We need to do something.


----------



## shootbrownelk (Jul 9, 2014)

We need to pass some "Common Sense" gun laws so something like this never happens again.....Oh Yeah...Right...this was tried before with no success! Muhammad Youssef Abdulazeez (there's a mouthful!) knew that the soldiers were in a "Gun-Free Zone" and could fire away. I agree that our military should be armed 24/7. The Police are...why not our servicemen?


----------



## ekim (Dec 28, 2012)

James m said:


> We need to do something.


A good start would be to get that anti American mooslim out of our WH and elect some congress people that care about America and Americans instead of just their own pocket books! Then seal the borders and allow all Americans that want to carry /own guns to protect themselves to do so, with out all the BS fees and stupid gun laws.


----------



## darsk20 (Jun 1, 2015)

Holy crud, just found out that ISIS sob live way to close to me. Time to move to the country.


----------



## Prepared One (Nov 5, 2014)

This guy was a coward, plain and simple. And his god is a coward, a god that sanctions killing unarmed men and then calls it holy and honorable. Cowards one and all!


----------



## tango (Apr 12, 2013)

Hey, just Muslimes at work--


----------



## Titan6 (May 19, 2013)

The cowards are here and this will continue this is just the beginning. Just goes to show you we free their country and they kill our soldiers. Remember what desert storm was about! Glad his parents raised him to appreciate the United States. Like Ive always said never trust a Muslim! Just my humble opinion and what Ive lived by through two wars.


----------



## tango (Apr 12, 2013)

Yeah, and he had an "automatic weapon"


----------



## Titan6 (May 19, 2013)

tango said:


> Yeah, and he had an "automatic weapon"


The sad thing is most of us here have the fire power to stop an attack like if it happened on our property but a military base in the US was defenseless. I was also alittle taken back on how at ease and oh well attitude our commander in chief seemed to have. Was kinda shocked he didn't start his anti gun shit again.


----------



## Urinal Cake (Oct 19, 2013)

Guns don't kill people.... Muzzies Kill people!
Is it time to play Cowboys and Muslims yet?
Forget jihad how bout we declare Crusades


----------



## alterego (Jan 27, 2013)

Soft talk?
Arming their enemy?
Financial assistance?
Open arms?
non discrimination?
religious freedom and integration?
Peace talks?
Treaties?
Trade deals?
assimilation of a muslim for president

None of these items of my incomplete list has worked to passify the Islamic fanatics.
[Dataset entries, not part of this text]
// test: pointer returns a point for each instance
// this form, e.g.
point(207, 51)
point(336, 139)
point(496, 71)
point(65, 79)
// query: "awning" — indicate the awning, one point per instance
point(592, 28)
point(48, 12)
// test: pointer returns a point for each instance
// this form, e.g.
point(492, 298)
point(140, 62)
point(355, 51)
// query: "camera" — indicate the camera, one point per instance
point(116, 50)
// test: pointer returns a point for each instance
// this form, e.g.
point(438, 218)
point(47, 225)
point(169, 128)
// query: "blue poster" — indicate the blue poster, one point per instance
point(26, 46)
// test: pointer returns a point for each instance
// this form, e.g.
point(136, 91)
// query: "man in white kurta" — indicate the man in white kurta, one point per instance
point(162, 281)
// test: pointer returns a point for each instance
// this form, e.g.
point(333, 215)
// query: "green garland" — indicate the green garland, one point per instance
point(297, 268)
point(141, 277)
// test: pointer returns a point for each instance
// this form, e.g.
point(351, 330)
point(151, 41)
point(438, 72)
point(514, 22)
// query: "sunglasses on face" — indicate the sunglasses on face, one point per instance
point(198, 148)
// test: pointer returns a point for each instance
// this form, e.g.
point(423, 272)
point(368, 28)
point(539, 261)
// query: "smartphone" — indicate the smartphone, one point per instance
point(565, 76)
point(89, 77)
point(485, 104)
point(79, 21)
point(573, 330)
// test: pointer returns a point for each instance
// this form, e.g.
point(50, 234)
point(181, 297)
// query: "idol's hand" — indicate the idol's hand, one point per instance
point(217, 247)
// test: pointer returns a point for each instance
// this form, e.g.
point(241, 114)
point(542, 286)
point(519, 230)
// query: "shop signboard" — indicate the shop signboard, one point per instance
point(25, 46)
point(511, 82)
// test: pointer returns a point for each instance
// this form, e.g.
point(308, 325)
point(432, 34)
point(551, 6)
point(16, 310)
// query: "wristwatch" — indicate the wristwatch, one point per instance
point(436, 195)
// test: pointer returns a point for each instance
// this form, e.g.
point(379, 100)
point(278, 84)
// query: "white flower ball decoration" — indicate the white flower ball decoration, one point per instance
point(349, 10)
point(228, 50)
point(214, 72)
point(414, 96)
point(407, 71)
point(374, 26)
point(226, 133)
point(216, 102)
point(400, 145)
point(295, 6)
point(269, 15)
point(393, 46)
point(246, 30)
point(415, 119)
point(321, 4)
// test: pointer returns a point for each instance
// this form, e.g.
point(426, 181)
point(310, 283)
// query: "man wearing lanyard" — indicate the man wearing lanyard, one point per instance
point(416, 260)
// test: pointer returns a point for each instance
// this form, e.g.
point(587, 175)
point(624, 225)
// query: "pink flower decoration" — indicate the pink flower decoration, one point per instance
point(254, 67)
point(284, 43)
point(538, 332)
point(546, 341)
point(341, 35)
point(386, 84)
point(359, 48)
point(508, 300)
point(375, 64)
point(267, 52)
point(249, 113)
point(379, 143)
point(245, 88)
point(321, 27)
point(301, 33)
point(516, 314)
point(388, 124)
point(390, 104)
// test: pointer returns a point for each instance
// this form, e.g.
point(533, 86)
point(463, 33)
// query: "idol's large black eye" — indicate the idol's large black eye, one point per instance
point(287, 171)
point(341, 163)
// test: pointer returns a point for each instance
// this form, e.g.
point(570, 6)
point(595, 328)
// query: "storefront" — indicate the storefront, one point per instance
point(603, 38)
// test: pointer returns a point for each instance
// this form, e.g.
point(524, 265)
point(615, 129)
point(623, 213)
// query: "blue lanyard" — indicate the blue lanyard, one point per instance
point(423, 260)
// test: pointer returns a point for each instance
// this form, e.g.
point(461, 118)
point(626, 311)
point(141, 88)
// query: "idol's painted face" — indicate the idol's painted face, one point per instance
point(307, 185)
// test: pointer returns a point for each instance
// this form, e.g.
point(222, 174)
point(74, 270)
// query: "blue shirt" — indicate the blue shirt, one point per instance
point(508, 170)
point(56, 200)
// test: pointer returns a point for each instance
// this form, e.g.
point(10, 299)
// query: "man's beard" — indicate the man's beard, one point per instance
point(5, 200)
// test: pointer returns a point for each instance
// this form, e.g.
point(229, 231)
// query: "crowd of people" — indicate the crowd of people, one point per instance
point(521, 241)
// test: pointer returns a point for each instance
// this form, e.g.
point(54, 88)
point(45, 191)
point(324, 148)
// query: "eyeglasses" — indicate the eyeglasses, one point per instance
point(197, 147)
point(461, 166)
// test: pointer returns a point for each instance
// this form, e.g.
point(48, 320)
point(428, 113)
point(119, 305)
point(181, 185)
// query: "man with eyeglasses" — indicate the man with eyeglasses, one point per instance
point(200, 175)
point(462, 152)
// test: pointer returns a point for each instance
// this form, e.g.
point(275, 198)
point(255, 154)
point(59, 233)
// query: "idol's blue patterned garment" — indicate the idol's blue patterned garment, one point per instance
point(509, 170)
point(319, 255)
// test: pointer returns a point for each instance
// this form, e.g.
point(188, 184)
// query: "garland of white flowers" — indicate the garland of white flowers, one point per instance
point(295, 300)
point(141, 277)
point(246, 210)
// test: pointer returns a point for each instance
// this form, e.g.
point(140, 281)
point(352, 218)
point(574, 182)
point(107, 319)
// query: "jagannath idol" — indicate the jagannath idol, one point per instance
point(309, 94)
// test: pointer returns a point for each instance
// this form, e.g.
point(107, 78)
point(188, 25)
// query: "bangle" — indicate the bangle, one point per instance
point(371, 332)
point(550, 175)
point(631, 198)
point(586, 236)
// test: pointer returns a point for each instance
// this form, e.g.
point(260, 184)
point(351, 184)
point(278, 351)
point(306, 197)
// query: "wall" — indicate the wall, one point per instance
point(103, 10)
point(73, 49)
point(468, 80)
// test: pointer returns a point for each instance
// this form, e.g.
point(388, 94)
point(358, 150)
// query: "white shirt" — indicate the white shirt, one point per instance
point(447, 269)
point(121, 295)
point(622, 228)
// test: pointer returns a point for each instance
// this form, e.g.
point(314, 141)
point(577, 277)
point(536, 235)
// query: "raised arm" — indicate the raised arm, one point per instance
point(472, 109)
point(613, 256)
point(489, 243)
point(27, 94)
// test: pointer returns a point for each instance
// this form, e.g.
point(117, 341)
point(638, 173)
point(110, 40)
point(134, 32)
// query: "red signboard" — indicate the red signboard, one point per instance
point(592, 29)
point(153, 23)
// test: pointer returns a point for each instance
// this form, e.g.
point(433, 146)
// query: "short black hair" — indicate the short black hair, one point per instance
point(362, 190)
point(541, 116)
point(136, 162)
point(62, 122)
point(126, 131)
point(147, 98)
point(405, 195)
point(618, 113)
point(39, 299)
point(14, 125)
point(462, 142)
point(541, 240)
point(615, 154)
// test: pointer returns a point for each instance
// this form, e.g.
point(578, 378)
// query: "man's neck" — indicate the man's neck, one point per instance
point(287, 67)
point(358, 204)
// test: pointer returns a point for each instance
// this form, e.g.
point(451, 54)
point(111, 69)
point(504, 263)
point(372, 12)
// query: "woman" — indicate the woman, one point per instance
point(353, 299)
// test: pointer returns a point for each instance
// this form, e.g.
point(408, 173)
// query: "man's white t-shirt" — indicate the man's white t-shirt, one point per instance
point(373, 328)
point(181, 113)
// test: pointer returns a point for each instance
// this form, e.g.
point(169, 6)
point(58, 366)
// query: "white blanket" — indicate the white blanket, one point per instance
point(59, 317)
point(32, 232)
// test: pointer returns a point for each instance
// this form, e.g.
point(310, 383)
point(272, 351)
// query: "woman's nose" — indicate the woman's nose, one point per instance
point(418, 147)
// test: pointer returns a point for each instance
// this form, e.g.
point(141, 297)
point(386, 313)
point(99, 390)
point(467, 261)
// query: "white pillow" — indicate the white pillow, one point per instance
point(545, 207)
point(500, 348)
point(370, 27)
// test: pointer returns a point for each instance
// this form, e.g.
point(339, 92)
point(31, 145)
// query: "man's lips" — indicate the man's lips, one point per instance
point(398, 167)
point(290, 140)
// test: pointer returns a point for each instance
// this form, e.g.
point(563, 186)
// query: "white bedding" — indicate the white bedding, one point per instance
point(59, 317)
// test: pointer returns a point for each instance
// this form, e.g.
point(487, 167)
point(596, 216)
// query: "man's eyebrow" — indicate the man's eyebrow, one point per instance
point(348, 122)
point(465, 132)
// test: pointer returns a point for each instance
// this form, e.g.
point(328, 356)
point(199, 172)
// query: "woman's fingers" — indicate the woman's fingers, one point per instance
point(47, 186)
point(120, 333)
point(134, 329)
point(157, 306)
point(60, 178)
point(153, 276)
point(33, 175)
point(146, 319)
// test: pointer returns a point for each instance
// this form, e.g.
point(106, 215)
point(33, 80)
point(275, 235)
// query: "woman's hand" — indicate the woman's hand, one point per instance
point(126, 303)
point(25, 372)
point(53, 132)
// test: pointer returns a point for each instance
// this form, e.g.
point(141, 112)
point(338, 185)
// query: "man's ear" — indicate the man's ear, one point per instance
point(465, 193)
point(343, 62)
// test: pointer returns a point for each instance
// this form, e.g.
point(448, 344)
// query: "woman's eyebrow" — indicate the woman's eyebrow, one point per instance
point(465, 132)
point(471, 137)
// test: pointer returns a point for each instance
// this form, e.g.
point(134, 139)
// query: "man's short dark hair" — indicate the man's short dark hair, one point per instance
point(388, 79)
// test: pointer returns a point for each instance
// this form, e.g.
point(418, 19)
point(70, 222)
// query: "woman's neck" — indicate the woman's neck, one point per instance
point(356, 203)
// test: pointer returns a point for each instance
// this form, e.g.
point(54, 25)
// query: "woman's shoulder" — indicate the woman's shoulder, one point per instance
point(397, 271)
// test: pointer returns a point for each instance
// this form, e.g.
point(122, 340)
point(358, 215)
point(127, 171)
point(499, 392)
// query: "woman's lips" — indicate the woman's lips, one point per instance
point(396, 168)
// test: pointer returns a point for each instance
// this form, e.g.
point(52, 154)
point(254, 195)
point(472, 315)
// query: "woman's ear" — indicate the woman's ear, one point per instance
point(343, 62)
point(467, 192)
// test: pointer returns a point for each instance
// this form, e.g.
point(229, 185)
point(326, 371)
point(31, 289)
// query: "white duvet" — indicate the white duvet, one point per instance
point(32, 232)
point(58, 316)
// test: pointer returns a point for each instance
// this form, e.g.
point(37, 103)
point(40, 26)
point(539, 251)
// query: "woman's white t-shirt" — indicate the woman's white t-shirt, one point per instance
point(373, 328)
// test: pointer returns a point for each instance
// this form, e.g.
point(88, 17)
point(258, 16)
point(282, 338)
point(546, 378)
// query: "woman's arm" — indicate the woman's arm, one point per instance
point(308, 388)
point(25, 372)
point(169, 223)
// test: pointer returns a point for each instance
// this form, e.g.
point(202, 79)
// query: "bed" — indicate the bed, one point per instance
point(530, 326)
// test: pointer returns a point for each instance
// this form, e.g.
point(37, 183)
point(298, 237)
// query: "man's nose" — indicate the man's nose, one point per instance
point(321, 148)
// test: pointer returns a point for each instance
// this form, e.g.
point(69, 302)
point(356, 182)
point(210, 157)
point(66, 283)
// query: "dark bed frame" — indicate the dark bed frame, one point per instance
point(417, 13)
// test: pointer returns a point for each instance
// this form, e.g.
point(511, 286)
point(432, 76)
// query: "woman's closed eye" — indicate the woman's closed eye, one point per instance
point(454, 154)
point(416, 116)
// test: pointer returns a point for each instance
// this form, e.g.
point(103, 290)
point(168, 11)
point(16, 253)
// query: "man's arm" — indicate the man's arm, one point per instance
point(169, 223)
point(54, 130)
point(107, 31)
We are going to have to kill them.


----------



## Smitty901 (Nov 16, 2012)

Sense when does Obama care about a few dead Marines? He is likely having a beer and snort of coke in honor of his ISIS partners victory.


----------



## spartacuspatriot (Jul 5, 2015)

Does anyone know where the stand off was between cops and muzzie?


----------



## Auntie (Oct 4, 2014)

What? Why can't active military carry a weapon? That is absurd! With the way things are now that is tantamount to putting a bulls eye on all active military personnel. Aren't they supposed to be trained on the proper way to handle a weapon? Who came up with this asinine rule? Can't they get a concealed carry permit, they are citizens of the USA.


----------



## Camel923 (Aug 13, 2014)

While this may appear to be madness this Muslim was smart enough to attack in a gun free zone. More evidence that government is the bigger problem.


----------



## ekim (Dec 28, 2012)

Most may take this wrong but you have to give credit where it's due. We don't like what these nut jobs do, but they have their reasons(if we agree or like them or not) and they act on them and most even die for their cause. We here in America myself included talk about all the bad crap that happens but what do we as a people really do about it. Piss and moan and let the government run slip shod over us and let illegals enter the country at will, law breakers live very well in prison with more perks than many have at no cost to them, convicted killers live for 20/30 years on death row on the tax payers dime, none working people live better off than many working tax paying people, watch as all our morals are write up as illegal by the government. We the people are lied to every day, fed more BS by a government that steals and kills more people than than most criminals do in 5 years, but still they are re elected and we sit back and just complain. Those that go out and actually do something get something for it, look at welfare, obamacare, food stamps. Look how wages have gone up for entery level jobs. How much has everyone's wages gone up in comparison. Young kids go to college and now the government is trying to make it legal so they don't even have to pay for it. The government knows what every American citizen seems to be doing on line, what they say on their phones, but can't catch the bad guys. But after the holidays they feds said they prevented how many so called attacks, BS. We can no longer blame the government nor the other guy, it our fault, we allow this to happen / continue by sitting back and waiting for that white knight I guess, while the black knight kicks our butt.


----------



## ekim (Dec 28, 2012)

Camel923 said:


> While this may appear to be madness this Muslim was smart enough to attack in a gun free zone. More evidence that government is the bigger problem.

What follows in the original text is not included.